MP for Akwapim South
- In office 7 January 2001 – 6 January 2005
- President: John Agyekum Kufour

Personal details
- Born: Akwapim South, Eastern Region, Ghana
- Party: New Patriotic Party(Ghana)
- Occupation: Politician and Lawyer

= Seth Dankwa Wiafe =

Ghanaian politician

Seth Dankwa Wiafe is a Ghanaian Politician and a member of the Third Parliament of the Fourth Republic of Ghana.
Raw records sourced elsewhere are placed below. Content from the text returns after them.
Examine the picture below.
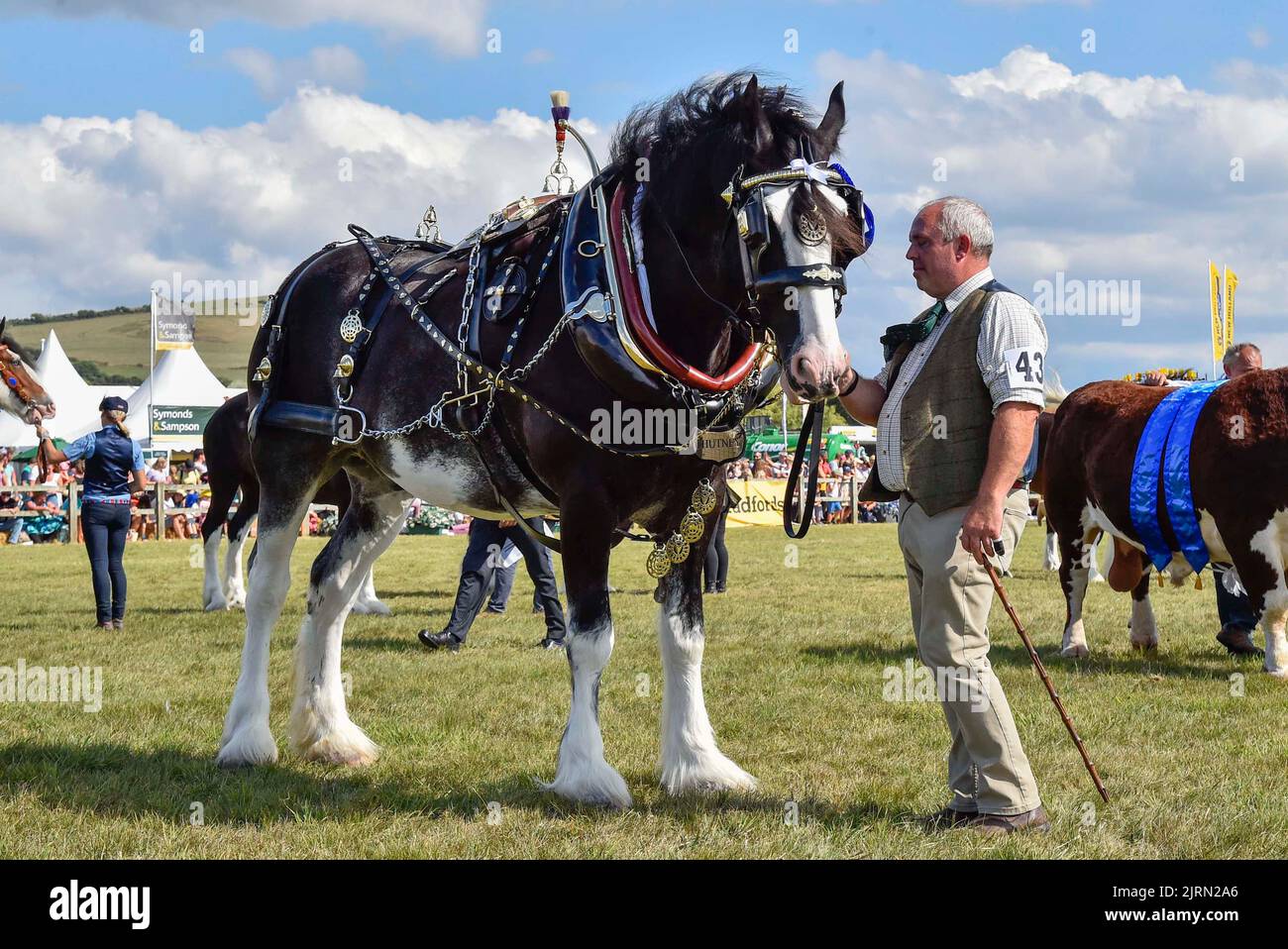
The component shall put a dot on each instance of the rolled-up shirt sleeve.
(81, 449)
(1012, 353)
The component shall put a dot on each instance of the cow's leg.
(248, 739)
(583, 773)
(691, 760)
(1073, 580)
(1144, 630)
(320, 725)
(1052, 550)
(368, 601)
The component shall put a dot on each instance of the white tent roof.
(75, 399)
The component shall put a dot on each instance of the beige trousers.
(951, 596)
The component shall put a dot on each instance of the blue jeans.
(106, 528)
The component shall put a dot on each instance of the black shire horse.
(722, 193)
(230, 469)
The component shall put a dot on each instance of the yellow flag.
(1232, 281)
(1218, 317)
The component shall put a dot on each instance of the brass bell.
(703, 497)
(658, 564)
(692, 527)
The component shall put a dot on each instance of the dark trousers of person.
(483, 559)
(106, 528)
(502, 582)
(1234, 609)
(717, 555)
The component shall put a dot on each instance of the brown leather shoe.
(1237, 641)
(1034, 819)
(947, 819)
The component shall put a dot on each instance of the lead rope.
(811, 429)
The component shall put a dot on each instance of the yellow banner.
(1218, 317)
(1232, 281)
(761, 502)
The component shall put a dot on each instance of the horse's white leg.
(213, 591)
(248, 739)
(691, 760)
(368, 601)
(320, 725)
(235, 587)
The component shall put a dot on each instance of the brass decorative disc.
(692, 527)
(351, 326)
(658, 564)
(703, 497)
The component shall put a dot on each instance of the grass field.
(794, 677)
(119, 342)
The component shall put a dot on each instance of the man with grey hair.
(954, 408)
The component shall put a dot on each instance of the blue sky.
(1095, 165)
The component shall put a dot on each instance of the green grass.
(119, 343)
(794, 675)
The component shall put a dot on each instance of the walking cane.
(1041, 669)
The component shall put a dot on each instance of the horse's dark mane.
(26, 355)
(671, 127)
(702, 128)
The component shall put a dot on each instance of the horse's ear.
(754, 121)
(833, 120)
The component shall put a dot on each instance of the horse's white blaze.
(213, 591)
(445, 481)
(819, 339)
(583, 773)
(691, 760)
(320, 724)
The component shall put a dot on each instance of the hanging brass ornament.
(692, 527)
(703, 497)
(351, 326)
(658, 562)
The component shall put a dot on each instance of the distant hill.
(115, 343)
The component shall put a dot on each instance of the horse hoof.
(709, 774)
(595, 786)
(248, 747)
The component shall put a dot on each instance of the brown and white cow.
(1239, 479)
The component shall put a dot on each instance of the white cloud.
(338, 67)
(1096, 175)
(454, 26)
(136, 198)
== Early life and education ==
Wiafe was born at Akwapim South in the Eastern Region of Ghana. He is a lawyer and member of the General Council Ghana Bar Association.

== Politics ==
Wiafe was first elected into Parliament on the ticket of the National Democratic Congress during the 2000 Ghanaian General Elections representing the Akwapim South Constituency. He was a member of the 3rd parliament of the 4th republic of Ghana.He polled 22,328 votes out the 39,955 valid votes casting representing 55.9%. The National Democratic Congress won a minority total of 92 parliamentary seats out of 200 seats in the 3rd parliament of the 4th republic of Ghana. He was beaten in the 2004 election by Magnus Opare-Asamoah (NPP) 0.70% against 56%. During his political work, Wiafe and his District Chief Executive (DCE), Andrew Y. Nyarko-Adu, were at each other's throat over allegations of bribery and diversion of illegal chain saw timber.

== Career ==
Wiafe is a Former Member of Parliament for the Akwapim South Constituency in the Eastern Region of Ghana from 2001 to 2005.